Minggu, 21 Oktober 2012

Pos Pelayanan dan Kesaksian Patut di Contoh

Pagi ini Minggu, 21 Oktober 2012 ada satu pengalaman menarik dari sebuah kata yang sudah biasa didengungkan oleh orang kristen, yaitu Pelayanan. Saya pagi ini diminta untuk melayani dalam bentuk permainan musik di salah satu Pos Pelayanan dan Kesaksian dari GPIB Tamansari Salatiga. Ini kali pertama saya melayani di Pos Pelayanan dan Kesaksian yang mempunya nama Kauman Kidul. Sepengetahuan saya, GPIB Tamansari Salatiga memiliki beberapa Pos Pelayanan dan Kesaksian, yakni Kauman Kidul, Kalimangli dan Kembang Sari. Beberapa bulan yang lalu saya diminta melayani di Pos Pelayanan dan Kesaksian Kalimangli, jaraknya lebih jauh daripada Kauman Kidul.
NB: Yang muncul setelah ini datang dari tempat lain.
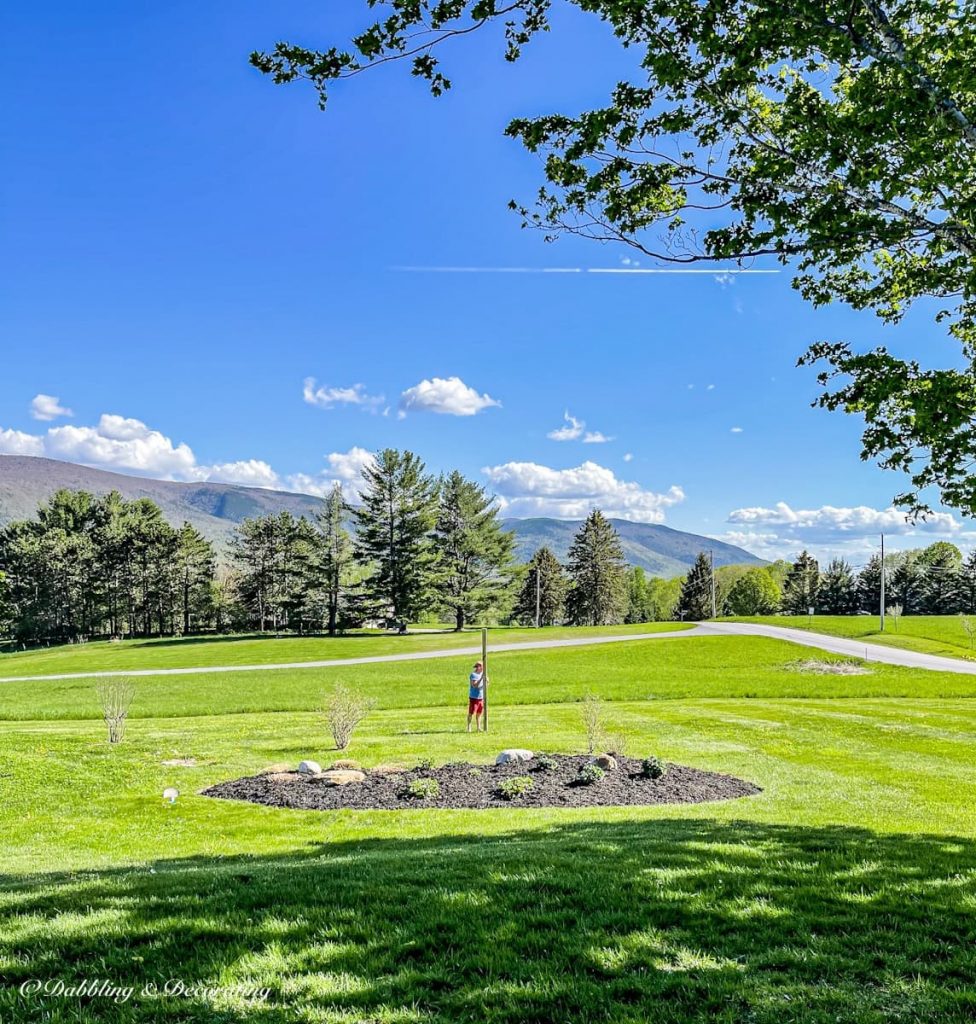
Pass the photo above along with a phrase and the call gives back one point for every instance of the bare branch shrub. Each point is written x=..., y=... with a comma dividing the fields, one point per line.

Pagi tadi, Kebaktian di Pos Pelayanan dan Kesaksian Kauman Kidul jemaat GPIB Tamansari Salatiga dimulai pukul 07.30wib. Kebaktian diadakan disalah satu rumah warga tepatnya di rumah majelis dari GPIB Tamansari Salatiga. Rumahnya kecil, berdinding kayu berlantai ubin bermotif. Karena mungkin ini adalah Pos Pelayanan dan Kesaksian atau di beberapa Gereja lain disebut POS PI, jemaat di Pos itu tidaklah banyak, bahkan yang hadir pagi tadi pun hanya 6 Orang jemaat, 2 Orang Majelis dan 1 Pelayan Firman yakni Ibu Pnt. Leonora Zakaria. Kondisi rumah tempat diadakannya kebaktian sangatlah sederhana, jemaatnya pun demikian. Walaupun hanya 6 Orang yang terpanggil mengikuti Kebaktian saat itu, namun Kebaktian tetap berlangsung dengan hikmat dan hangat.
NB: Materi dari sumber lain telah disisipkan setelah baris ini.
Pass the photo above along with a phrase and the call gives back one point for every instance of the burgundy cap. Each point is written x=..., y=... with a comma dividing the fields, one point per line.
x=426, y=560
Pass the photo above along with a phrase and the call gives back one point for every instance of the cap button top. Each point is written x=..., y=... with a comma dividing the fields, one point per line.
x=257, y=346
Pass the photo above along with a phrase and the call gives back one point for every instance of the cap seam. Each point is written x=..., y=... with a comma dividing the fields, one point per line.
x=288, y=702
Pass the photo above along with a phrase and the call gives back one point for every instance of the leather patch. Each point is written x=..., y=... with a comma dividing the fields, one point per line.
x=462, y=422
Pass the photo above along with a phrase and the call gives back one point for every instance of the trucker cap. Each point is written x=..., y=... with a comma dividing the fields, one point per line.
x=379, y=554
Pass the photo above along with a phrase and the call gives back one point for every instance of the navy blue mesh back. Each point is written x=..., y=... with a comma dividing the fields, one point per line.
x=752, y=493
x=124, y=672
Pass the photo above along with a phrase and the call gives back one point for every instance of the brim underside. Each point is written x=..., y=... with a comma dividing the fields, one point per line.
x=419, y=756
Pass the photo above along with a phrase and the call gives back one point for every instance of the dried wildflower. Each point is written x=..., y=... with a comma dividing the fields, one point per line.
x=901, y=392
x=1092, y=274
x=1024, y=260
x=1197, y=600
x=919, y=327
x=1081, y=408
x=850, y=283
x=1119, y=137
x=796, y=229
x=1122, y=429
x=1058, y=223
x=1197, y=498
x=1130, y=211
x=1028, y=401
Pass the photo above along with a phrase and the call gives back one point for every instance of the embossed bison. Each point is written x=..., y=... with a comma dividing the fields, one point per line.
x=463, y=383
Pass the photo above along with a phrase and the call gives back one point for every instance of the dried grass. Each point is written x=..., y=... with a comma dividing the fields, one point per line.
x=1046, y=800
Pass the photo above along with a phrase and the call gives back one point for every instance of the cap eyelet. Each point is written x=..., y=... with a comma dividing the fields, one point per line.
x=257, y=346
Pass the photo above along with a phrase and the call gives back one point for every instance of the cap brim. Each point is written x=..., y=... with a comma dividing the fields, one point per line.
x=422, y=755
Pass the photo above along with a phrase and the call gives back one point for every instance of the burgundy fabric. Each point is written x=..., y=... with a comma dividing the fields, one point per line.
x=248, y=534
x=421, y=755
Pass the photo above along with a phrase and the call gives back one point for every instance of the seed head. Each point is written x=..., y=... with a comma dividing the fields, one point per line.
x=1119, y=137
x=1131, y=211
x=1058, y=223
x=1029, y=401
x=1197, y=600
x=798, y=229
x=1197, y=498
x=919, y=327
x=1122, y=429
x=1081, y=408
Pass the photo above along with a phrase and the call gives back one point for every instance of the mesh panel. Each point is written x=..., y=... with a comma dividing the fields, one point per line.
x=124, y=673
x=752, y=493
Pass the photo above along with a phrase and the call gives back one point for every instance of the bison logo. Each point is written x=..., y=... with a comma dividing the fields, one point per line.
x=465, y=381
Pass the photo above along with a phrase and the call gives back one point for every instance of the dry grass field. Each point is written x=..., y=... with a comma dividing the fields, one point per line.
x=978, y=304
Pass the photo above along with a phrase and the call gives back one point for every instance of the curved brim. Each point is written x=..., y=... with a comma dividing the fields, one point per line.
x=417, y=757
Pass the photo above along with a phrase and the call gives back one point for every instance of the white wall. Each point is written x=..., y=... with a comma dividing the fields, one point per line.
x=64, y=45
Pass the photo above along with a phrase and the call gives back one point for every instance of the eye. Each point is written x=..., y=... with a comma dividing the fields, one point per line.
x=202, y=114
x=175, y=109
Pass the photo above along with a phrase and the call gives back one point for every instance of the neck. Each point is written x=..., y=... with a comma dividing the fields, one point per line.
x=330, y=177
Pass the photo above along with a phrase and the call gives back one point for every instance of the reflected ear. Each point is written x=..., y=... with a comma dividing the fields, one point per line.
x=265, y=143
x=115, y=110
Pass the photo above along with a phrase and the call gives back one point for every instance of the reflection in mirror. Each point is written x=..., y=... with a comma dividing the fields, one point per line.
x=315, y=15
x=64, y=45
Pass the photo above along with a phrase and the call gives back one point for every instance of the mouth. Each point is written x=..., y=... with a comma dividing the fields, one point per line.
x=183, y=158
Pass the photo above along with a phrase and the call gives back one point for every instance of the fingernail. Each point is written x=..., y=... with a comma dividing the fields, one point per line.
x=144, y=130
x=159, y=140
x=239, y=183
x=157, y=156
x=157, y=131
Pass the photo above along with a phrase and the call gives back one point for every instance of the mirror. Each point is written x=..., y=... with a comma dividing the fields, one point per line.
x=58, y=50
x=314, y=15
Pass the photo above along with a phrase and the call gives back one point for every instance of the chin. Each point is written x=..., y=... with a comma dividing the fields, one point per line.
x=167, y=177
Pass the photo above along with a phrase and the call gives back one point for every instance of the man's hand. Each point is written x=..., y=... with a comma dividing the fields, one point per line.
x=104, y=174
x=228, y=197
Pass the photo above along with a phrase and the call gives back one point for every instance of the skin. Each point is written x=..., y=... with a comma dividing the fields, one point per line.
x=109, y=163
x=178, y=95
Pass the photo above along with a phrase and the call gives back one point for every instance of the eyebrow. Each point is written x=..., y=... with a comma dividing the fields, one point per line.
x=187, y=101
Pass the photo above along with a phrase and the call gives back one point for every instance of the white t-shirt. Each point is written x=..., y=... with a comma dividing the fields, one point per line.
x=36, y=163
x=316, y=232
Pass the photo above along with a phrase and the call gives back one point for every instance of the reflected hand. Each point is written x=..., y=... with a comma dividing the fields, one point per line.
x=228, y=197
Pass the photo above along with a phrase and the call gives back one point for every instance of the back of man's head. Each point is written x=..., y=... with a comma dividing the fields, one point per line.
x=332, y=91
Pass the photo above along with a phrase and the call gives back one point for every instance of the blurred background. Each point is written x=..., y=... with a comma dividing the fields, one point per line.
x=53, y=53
Saya mengambil bagian dalam pelayanan tadi sebagai organis dan didampingi oleh 1 Orang Pemandu Lagu. Kurang Lebih ada 6 lagu yang dinyanyikan saat kebaktian. Dengan organ/keyboard tipe casio yang sudah berusia lanjut, saya tetap mengiringi kebaktian dengan alunan piano sebaik mungkin. Kebaktian saat itu berbicara tentang motivasi dalam pelayanan. Ibu Pnt. Leonora mengarahkan jemaat agar tidak menjadi seorang yang licik, agar tidak menjadi seorang yang munafik, agar tidak menjadi seorang yang menjadi pelayan bermotif U dibalik B. Sekitar 1 Jam 30 Menit Kebaktian tersebut berlangsung, dan akhirnya ditutup dengan berkat dan jemaat mengaminkan berkat tersebut.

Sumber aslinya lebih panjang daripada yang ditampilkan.